It is the safety data sheet of a Spanish chemical supplier that in theory could be looking for an English-language translation at a reasonable cost. Thinking that a machine translation would be economical and efficient, if only just as a start, it puts the safety data sheet through the grinder.
But the results spit out by a machine translator, as the company soon realizes, are less than stellar. All this formulaic, technical language from the safety data sheet, or ficha de datos de seguridad, turns into something monstrous and unintelligible in the target language, and it’s almost too horrific to describe. The English-language target text seems like an absurd jumble of nonsense, and the machine-translation output was, in this case, misleading and ineffective.
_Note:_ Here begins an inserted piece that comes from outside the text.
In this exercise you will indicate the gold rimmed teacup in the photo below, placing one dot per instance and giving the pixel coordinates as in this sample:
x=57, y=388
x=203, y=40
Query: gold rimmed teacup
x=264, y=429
What the human translator can make, and what machine translation tends to overlook entirely, is a comparison of what are called in the translator’s practice parallel texts, which are supposed to exemplify the terminology and context of the source language in its target-language equivalent. By comparing source- and target-text documents that are equivalent in a given field, context, or industry, the translator can assess the differences and determine how much translation is actually necessary, and how much would be reinventing the lexical wheel.
And while it’s certainly correct that some bad machine translation might not be representative of the capabilities of modern-day technology, it’s also true that an effective and studied comparison of the specialized language and context of these kinds of documents would be more suited to a human being than to a machine, and for the following reason: machines can’t yet account for all the contextual subtleties and implications of a text. They have significant semantic (or we could say connotative) limitations that are the bread and butter of the human translator and, in particular, of any professional translator worth his salt.
In many cases, machine translation is completely crude and inadequate; in others, merely sufficient without the more studied approach of an at-length comparison; and in a number of others, impressively accurate, especially in those where language is highly repetitive and there is no need for extensive cross-checking or contextual inferences like those to be found, for example, in literature, commerce, public relations, marketing, subtitling, or any other creative field where the context and connotative variety of a text brings out, to put it one way, the deficient humanity in the machine translator.
And in view of this article, another category to be included on occasion among these creative fields and text types—and more often than one would expect—would be technical data sheets. May the technical translator steer clear of all egregious pitfalls.